New Apache Struts 2 Vulnerability Targets Servers
A new vulnerability has been found in Apache Struts 2 (vulnerability code is CVE-2017-9805), and open-source web application framework created to develop Java applications. This is not the first time a serious vulnerability is linked to Struts, and one of them was directly linked to the infamous Cerber Ransomware, which we discuss further in the report. The current vulnerability could be exploited to enable remote access to a vulnerable server. A security patch has been created to fix the issue, but many users still remain vulnerable. All Strut users are urged to apply the patch before cyber criminals exploit it to spread malware and take control of servers using the given remote access.
The biggest issue with the Apache Struts 2 vulnerability is that many web applications are built using this open-source framework, which means that cyber criminals have great chances at exploiting the vulnerability. The vulnerability itself, as mentioned previously, enables remote access, which can be achieved by performing remote code execution. As described by Margaret Rouse at whatis.com, remote code execution is the ability an attacker has to access someone else's computing device and make changes. Once the so-called attacker gains access to the targeted system, they have the ability to do whatever they want, which, in most cases, results in the downloading and executing of malware. That is one way for cyber criminals to spread their devious infections. If there is one single web application that uses the Apache Strut REST communication plugin, the server is vulnerable and could become a target of attackers.
Back in March 2017, vulnerability in the Apache Struts 2 (CVE-2017-5638) was employed for the distribution of the Cerber Ransomware. By exploiting the vulnerability, the creator of this infamous ransomware could execute a malicious code to a server and then encrypt all files found on it. Cyber criminals could run BITSAdmin, execute shell commands, and do other things that enabled them to download and execute the malicious infection. The devious Cerber Ransomware is a well-known file-encryptor that first emerged back in 2016. Once the files are encrypted, the threat introduces the victim to ransom demands that always include paying a ransom. Paying the ransom is not recommended because that is never exchanged for a decryptor that is promised. If you want to learn more about this malicious ransomware, click HERE.

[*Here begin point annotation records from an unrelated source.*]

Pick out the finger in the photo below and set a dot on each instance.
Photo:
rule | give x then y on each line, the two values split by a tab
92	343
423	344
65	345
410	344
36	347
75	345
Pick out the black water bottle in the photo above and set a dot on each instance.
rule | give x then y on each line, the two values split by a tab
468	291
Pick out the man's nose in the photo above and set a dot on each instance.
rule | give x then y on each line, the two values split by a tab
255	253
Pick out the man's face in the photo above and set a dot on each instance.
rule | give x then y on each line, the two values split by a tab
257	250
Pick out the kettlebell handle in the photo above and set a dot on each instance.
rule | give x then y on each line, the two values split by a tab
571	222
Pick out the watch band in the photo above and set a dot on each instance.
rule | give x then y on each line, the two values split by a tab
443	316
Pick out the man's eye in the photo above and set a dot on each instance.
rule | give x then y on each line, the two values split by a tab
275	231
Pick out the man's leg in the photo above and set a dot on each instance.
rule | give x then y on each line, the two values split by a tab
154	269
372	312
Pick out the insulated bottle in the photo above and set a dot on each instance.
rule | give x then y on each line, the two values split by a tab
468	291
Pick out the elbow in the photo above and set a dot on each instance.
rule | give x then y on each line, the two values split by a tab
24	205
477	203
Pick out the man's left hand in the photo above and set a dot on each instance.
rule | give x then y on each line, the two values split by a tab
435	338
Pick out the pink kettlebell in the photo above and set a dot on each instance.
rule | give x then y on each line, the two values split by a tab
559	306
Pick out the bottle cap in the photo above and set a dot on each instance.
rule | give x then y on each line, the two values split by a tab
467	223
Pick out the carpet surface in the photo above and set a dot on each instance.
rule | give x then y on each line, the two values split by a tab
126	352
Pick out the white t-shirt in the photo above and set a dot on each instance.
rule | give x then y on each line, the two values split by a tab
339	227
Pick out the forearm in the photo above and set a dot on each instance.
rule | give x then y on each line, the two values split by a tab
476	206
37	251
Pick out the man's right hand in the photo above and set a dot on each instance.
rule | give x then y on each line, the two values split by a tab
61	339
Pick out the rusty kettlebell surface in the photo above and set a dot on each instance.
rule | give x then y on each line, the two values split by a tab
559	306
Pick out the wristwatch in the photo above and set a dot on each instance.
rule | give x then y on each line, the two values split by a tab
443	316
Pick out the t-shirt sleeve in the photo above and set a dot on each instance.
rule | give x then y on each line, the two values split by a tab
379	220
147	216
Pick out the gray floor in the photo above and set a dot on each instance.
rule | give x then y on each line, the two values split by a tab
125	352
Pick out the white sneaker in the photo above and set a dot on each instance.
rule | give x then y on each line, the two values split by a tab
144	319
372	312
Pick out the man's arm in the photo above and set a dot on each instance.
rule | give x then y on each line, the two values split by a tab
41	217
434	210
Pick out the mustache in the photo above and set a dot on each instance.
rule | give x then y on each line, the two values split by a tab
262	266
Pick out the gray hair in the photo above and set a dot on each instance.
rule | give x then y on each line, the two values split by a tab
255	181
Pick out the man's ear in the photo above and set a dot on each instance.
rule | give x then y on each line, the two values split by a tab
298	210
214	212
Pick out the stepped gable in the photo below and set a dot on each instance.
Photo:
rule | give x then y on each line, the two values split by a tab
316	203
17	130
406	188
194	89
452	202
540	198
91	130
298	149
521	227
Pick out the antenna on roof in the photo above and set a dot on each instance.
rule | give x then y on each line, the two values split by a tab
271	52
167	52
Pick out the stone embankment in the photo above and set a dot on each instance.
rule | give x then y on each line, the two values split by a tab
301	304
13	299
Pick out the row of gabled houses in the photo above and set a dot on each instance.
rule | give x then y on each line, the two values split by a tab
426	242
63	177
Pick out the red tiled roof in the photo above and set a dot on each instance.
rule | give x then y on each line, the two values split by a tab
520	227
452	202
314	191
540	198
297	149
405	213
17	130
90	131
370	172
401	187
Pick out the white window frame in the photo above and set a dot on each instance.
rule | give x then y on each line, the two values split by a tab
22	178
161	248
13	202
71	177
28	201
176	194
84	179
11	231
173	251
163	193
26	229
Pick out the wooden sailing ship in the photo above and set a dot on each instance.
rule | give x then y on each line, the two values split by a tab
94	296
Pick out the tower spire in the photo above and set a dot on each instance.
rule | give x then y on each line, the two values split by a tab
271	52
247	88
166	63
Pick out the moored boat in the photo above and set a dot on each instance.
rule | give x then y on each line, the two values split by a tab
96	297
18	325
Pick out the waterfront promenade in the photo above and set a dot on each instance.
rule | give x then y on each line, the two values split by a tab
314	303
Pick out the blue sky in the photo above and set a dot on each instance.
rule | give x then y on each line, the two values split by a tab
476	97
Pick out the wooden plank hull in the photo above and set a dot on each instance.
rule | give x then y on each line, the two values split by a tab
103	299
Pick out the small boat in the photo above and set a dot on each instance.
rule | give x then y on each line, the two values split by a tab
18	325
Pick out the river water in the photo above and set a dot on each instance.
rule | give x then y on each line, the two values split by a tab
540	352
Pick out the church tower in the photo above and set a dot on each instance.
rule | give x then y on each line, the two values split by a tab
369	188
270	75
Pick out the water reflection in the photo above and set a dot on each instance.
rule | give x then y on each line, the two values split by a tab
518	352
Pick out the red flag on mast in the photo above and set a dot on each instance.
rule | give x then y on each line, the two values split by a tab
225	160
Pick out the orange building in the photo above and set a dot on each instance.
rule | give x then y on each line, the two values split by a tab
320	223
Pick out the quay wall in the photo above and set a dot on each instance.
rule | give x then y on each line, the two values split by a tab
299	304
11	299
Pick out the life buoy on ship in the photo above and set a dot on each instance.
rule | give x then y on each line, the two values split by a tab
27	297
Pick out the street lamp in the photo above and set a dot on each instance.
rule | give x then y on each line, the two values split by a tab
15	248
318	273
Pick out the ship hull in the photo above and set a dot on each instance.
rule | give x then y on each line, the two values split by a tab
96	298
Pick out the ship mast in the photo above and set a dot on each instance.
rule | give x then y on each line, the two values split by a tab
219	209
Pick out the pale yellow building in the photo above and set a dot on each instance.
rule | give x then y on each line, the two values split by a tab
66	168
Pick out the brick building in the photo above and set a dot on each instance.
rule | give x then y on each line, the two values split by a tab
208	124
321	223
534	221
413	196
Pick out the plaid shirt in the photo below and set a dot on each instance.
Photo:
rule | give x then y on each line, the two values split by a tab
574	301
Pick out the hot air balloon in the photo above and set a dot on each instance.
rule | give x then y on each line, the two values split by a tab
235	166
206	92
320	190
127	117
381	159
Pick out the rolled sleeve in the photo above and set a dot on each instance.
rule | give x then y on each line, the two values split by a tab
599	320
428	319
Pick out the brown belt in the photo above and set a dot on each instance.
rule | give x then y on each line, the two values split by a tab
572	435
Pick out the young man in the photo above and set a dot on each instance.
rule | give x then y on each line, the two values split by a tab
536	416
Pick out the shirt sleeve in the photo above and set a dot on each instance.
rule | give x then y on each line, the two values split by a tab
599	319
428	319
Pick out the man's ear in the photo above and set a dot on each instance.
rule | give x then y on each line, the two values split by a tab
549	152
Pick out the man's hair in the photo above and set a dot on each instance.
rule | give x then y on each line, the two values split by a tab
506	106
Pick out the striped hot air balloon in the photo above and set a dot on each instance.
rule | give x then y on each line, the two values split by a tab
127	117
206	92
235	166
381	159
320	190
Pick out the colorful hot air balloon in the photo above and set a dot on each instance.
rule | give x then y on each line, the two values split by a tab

As per usual, cyber attackers are after big companies and organizations. It is most important that the security vulnerability is patched, which can be done by downloading the 2.5.13 version of Apache Struts. Apache Software Foundation released this version with a patch. Unfortunately, that is unlikely to be enough to keep cyber criminals/attackers away. It is recommended that vulnerable sites are rebuilt and tested for malicious code. Developers are also advised to change the code that is employed to call the Struts framework. Since multiple apps can be run on one site, solving the security issues linked to the Apache Struts 2 exploit can be quite difficult and time-consuming. In this situation, downloading the latest version of Apache Struts and taking security measures is all that the developers of web applications can do. The responsibility, at least in this case, falls on Apache Software Foundation because the creator is responsible for discovering and patching vulnerabilities in time.